Train on 143613 samples, validate on 15958 samples
Epoch 1/4
143613/143613 [==============================] - 190s 1ms/step - loss: 0.1739 - acc: 0.9598 - val_loss: 0.0773 - val_acc: 0.9744
Epoch 2/4
143613/143613 [==============================] - 188s 1ms/step - loss: 0.0576 - acc: 0.9796 - val_loss: 0.0536 - val_acc: 0.9804
Epoch 3/4
143613/143613 [==============================] - 188s 1ms/step - loss: 0.0452 - acc: 0.9832 - val_loss: 0.0549 - val_acc: 0.9809
Epoch 4/4
143613/143613 [==============================] - 187s 1ms/step - loss: 0.0397 - acc: 0.9847 - val_loss: 0.0560 - val_acc: 0.9809

In [61]:

submission1 = pd.read_csv('sample_submission.csv')
submission1[cols] = finalpred_seq
submission1.to_csv('submission1.csv',index=False)

In [62]:

submission2 = pd.read_csv('sample_submission.csv')
submission2[cols] = finalpred_bid
submission2.to_csv('submission2.csv',index=False)

In [63]:

submission3 = pd.read_csv('sample_submission.csv')
submission3[cols] = 0.5*(submission1[cols] + submission2[cols])
submission3.to_csv('submission3.csv',index=False)

One more...¶

In [74]:

def onemore_model (X_train, y_train, test, val='no'):
    model=Sequential()
    model.add(Embedding(100000,100,input_length=200))
    model.add(SpatialDropout1D(0.25))
    model.add(GlobalMaxPooling1D())
    model.add(BatchNormalization())
    model.add(Dense(128))
    model.add(Dropout(0.5))
    
    model.add(Dense(6,activation='sigmoid'))
    model.compile(loss='binary_crossentropy',optimizer='adam',metrics=['accuracy'])
    
    if val == 'no':
        model.fit(X_train,y_train,batch_size=1000,epochs=5)
    else:
        model.fit(X_train,y_train,batch_size=1000,epochs=5,validation_split=0.1)
    pred = model.predict(test)
    return pred

In [75]:

finalpred_om = onemore_model (X_train, y_train, X_test,val='yes')

Train on 143613 samples, validate on 15958 samples
Epoch 1/5
143613/143613 [==============================] - 14s 97us/step - loss: 0.3350 - acc: 0.8389 - val_loss: 0.0671 - val_acc: 0.9772
Epoch 2/5
143613/143613 [==============================] - 13s 89us/step - loss: 0.0808 - acc: 0.9751 - val_loss: 0.0590 - val_acc: 0.9792
Epoch 3/5
143613/143613 [==============================] - 13s 89us/step - loss: 0.0619 - acc: 0.9794 - val_loss: 0.0567 - val_acc: 0.9797
Epoch 4/5
143613/143613 [==============================] - 13s 89us/step - loss: 0.0523 - acc: 0.9817 - val_loss: 0.0560 - val_acc: 0.9801
Epoch 5/5
143613/143613 [==============================] - 13s 89us/step - loss: 0.0478 - acc: 0.9828 - val_loss: 0.0555 - val_acc: 0.9804

In [76]:

submission4 = pd.read_csv('sample_submission.csv')
submission4[cols] = finalpred_om
submission4.to_csv('submission4.csv',index=False)

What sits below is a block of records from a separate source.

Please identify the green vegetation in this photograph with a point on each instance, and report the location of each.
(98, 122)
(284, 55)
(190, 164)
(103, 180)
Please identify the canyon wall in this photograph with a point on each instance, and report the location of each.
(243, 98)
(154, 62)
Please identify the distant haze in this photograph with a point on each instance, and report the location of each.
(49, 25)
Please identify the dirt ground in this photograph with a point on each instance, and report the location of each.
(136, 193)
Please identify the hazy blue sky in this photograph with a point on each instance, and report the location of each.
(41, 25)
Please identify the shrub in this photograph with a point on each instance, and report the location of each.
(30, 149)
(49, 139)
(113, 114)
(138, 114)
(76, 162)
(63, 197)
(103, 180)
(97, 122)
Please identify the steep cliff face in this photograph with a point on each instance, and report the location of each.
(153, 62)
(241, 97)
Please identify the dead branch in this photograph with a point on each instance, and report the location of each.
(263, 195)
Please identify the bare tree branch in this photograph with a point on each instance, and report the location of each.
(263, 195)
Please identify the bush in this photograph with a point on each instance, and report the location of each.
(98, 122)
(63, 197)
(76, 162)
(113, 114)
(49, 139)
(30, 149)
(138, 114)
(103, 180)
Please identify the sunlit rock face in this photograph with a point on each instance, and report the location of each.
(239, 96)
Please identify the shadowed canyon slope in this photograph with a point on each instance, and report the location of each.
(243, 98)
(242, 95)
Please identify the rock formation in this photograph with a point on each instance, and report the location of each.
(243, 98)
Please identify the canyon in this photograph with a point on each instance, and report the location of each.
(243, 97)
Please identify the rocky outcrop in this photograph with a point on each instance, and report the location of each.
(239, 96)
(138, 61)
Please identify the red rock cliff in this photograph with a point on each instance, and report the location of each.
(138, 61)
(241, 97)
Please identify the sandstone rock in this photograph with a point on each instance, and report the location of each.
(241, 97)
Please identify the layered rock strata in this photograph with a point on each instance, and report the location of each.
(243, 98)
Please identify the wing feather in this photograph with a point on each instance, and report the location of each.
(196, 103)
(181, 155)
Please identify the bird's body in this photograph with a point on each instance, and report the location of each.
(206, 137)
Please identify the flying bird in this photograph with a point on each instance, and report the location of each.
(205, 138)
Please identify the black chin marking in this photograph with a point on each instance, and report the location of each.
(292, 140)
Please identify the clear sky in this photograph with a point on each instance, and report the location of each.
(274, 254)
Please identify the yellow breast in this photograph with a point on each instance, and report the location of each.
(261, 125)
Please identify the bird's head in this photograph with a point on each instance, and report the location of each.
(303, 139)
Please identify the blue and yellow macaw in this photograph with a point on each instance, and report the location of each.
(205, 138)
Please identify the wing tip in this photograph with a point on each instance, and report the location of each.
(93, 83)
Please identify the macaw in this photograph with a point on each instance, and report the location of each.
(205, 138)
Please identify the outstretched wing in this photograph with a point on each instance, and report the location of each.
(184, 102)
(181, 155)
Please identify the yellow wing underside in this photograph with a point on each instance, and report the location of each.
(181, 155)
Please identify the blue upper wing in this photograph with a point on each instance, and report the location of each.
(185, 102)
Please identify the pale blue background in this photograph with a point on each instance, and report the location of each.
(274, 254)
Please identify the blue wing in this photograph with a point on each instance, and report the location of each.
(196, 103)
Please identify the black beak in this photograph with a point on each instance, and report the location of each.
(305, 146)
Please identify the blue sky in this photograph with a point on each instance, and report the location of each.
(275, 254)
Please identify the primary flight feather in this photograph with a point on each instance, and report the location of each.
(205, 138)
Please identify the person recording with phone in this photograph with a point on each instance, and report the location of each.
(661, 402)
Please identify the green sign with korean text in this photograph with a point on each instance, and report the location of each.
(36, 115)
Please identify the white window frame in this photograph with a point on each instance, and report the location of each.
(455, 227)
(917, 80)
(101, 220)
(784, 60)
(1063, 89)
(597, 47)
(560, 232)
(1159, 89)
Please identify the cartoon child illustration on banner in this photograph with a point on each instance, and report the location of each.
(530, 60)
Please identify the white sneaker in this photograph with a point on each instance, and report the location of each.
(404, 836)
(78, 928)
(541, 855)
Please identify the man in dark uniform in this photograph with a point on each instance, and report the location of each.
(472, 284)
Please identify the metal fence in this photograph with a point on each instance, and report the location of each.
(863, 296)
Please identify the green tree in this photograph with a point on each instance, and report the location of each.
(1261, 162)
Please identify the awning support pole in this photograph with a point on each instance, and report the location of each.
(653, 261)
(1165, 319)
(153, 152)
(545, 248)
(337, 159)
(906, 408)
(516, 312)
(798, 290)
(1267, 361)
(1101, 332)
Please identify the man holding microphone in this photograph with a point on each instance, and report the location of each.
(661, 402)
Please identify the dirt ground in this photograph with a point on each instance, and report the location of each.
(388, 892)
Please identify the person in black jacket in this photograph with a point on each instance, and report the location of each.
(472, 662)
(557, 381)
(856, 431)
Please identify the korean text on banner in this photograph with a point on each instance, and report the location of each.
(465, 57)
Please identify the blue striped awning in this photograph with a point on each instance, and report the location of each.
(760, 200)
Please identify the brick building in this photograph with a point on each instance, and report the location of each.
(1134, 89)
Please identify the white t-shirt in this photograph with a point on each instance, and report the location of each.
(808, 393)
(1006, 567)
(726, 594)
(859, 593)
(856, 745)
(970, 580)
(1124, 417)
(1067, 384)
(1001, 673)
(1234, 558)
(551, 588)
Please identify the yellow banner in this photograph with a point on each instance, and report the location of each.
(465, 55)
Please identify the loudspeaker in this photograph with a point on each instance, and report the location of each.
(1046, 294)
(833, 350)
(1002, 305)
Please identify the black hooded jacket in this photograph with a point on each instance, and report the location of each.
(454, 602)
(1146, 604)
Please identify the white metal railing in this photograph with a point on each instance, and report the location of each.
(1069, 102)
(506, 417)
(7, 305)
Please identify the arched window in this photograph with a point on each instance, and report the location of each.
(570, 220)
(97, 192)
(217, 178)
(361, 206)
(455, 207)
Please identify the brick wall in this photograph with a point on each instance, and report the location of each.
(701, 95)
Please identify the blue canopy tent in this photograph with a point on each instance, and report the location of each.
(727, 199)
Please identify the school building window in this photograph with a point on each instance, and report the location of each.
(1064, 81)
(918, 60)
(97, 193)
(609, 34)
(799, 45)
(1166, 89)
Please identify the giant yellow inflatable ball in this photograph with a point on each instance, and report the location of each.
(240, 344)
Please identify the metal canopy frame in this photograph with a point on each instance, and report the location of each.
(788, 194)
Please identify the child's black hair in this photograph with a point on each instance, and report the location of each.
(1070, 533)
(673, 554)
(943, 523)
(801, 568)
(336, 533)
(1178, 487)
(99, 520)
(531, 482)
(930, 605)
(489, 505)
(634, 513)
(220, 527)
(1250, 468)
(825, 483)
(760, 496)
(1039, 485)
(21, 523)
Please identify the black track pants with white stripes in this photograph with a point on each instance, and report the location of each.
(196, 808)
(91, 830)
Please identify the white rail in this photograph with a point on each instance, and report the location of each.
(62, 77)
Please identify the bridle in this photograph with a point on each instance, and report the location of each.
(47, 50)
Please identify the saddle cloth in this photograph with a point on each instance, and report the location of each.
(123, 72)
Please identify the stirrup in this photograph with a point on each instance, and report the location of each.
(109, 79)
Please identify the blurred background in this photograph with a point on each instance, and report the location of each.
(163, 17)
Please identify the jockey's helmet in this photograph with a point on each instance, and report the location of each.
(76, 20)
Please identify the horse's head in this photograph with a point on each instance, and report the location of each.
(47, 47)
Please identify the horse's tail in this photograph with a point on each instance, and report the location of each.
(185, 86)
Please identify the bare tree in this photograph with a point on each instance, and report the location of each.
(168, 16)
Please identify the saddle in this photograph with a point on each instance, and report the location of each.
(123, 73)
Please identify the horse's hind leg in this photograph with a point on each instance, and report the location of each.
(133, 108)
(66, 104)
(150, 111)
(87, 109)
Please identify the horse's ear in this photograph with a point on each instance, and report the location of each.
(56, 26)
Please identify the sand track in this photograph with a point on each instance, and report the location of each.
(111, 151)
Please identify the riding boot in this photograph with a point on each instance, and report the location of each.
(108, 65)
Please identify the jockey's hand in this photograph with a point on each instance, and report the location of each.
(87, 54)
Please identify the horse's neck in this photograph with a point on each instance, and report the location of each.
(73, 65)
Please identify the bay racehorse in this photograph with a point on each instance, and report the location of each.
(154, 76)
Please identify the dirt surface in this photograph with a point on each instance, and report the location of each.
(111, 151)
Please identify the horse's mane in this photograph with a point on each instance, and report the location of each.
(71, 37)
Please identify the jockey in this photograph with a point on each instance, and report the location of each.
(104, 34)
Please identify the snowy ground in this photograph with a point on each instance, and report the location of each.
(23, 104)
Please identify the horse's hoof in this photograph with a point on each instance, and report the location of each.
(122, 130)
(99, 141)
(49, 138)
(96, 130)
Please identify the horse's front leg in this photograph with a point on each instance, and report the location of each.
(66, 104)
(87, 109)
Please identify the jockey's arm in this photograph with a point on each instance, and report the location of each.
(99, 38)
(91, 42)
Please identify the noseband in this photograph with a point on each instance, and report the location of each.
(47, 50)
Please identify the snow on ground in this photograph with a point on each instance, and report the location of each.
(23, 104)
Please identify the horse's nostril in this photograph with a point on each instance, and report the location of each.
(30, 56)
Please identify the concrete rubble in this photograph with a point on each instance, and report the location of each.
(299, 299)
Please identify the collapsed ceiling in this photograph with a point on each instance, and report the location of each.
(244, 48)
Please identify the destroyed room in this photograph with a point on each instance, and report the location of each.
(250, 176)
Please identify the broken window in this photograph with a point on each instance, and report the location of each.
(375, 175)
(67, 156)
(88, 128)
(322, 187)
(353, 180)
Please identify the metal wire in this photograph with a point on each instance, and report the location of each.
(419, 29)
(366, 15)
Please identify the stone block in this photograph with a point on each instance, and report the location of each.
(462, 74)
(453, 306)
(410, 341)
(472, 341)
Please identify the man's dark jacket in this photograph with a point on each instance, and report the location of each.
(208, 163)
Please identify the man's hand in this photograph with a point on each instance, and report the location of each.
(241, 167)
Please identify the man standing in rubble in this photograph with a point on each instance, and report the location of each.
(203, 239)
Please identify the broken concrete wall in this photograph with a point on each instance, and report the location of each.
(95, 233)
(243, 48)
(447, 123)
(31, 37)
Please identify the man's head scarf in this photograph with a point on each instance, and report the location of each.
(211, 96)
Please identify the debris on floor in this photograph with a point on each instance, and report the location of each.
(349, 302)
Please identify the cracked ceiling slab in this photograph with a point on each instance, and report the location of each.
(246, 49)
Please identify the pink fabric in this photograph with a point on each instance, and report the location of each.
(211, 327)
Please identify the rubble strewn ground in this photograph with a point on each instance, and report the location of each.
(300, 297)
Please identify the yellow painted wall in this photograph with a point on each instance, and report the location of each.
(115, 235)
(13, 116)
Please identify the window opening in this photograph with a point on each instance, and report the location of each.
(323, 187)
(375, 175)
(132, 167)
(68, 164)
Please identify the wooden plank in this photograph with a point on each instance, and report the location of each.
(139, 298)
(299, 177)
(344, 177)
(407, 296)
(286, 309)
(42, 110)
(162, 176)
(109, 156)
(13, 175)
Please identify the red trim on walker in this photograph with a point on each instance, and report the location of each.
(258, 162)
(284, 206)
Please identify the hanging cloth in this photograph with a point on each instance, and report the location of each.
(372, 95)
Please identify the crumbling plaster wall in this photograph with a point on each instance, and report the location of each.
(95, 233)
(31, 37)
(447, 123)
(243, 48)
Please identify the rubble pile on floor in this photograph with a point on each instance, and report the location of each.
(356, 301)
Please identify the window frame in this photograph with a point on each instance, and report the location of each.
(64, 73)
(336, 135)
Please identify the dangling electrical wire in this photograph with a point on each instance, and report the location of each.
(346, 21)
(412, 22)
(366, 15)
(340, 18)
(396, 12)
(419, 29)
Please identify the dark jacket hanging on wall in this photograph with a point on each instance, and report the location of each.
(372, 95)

This last one scored 0.067. However, by dividing the predictions matrix by 1.12, this score actually improves to 0.063. This is due to the unbalanced nature of the dataset, and has led to some discussion about switching to an AUC scoring system. Regardless, there is still a lot of room for improvement. But I think that getting within earshot of the top 25% isn't too shabby considering I have about 4 days worth of natural language processing experience.

Conclusion¶

The obvious next step would be to use existing vectorized co-occurence dictionaries such as GloVe or Facebook fastText. Spell checking and toxic word dictionaries may also be helpful. Possible features that can be created include the use of all caps, prevalence of symbols within the body of text or exlamation and question marks. These can be determined prior to detokenization/lemmatization/forced lowercasing. Comment length can also be useful; anecdotally, at times there seems to be a slight corelation between the length of a comment and how angry its writer is. Early stoppage can also be incorporated to reduce overfitting.

These will almost certainly be necessary for significant score improvements.